Pourtant, les entorses se multiplient. Selon le livre noir, de six à huit mois s’écoulent entre le premier accès à un guichet et la première convocation, puis entre le dépôt de dossier et la première réponse. Le titre arrive, lui, bien souvent après l’obligation de quitter le territoire français (OQTF). Qualifiant les pratiques de « procédures tirant la loi dans le sens le plus défavorable », les associations notent la délivrance de plus en plus fréquente d’autorisations provisoires de séjour de trois mois, sans autorisation de travailler. Le droit au respect de la vie privée et familiale est trop souvent ignoré. Marie-Berthe, soutenue par les Amoureux au ban public, est mariée à un Français et mère d’un enfant sur le territoire. « J’ai connu le calvaire à la préfecture, trois ans d’attente, des gardes à vue, le centre de rétention. Avant même de venir faire la queue ici, on est dans une situation d’angoisse. »
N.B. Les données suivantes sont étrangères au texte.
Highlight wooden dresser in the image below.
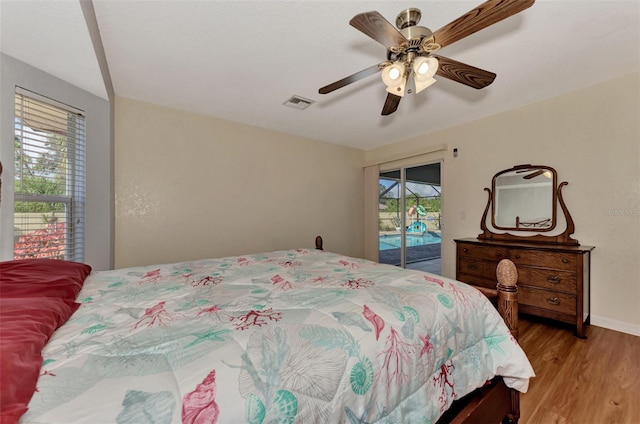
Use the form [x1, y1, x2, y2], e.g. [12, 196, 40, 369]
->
[455, 238, 594, 338]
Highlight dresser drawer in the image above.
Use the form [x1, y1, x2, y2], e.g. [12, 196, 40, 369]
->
[457, 243, 508, 263]
[518, 266, 577, 293]
[458, 257, 498, 284]
[518, 286, 576, 315]
[509, 249, 577, 271]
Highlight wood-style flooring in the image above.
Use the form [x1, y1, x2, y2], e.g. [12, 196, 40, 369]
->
[519, 317, 640, 424]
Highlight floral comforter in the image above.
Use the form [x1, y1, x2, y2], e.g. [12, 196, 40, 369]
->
[21, 249, 533, 424]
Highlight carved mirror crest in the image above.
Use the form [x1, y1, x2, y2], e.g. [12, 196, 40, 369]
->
[478, 164, 578, 245]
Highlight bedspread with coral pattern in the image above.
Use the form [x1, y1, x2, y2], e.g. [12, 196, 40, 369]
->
[22, 249, 533, 423]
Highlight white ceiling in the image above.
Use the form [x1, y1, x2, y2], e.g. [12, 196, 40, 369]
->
[0, 0, 640, 149]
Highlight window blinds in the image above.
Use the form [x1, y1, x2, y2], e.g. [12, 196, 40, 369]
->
[14, 88, 86, 262]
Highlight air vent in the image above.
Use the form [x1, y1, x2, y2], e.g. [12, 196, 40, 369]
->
[283, 96, 315, 110]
Aux côtés des associations, des politiques. La maire de Bobigny, Catherine Peyge, et la première adjointe au maire de Saint-Denis, Florence Haye, attendent l’ouverture d’une seconde sous-préfecture de plein exercice à Saint-Denis, pour délester un peu la préfecture de Bobigny, engorgée. Le président PS du département, Claude Bartolone, demande une table ronde au préfet. « Les besoins de ce département populaire ne sont pas pris en compte. Il n’y a pas de reconnaissance de la situation de ceux qu’on veut rendre invisibles », a-t-il déclaré. Dehors, sur le bitume de Bobigny, le temps a passé. 8 h 30, la préfecture ouvre. Par groupe de quinze, les premiers arrivés commencent à entrer. Pour les autres, l’attente sera longue.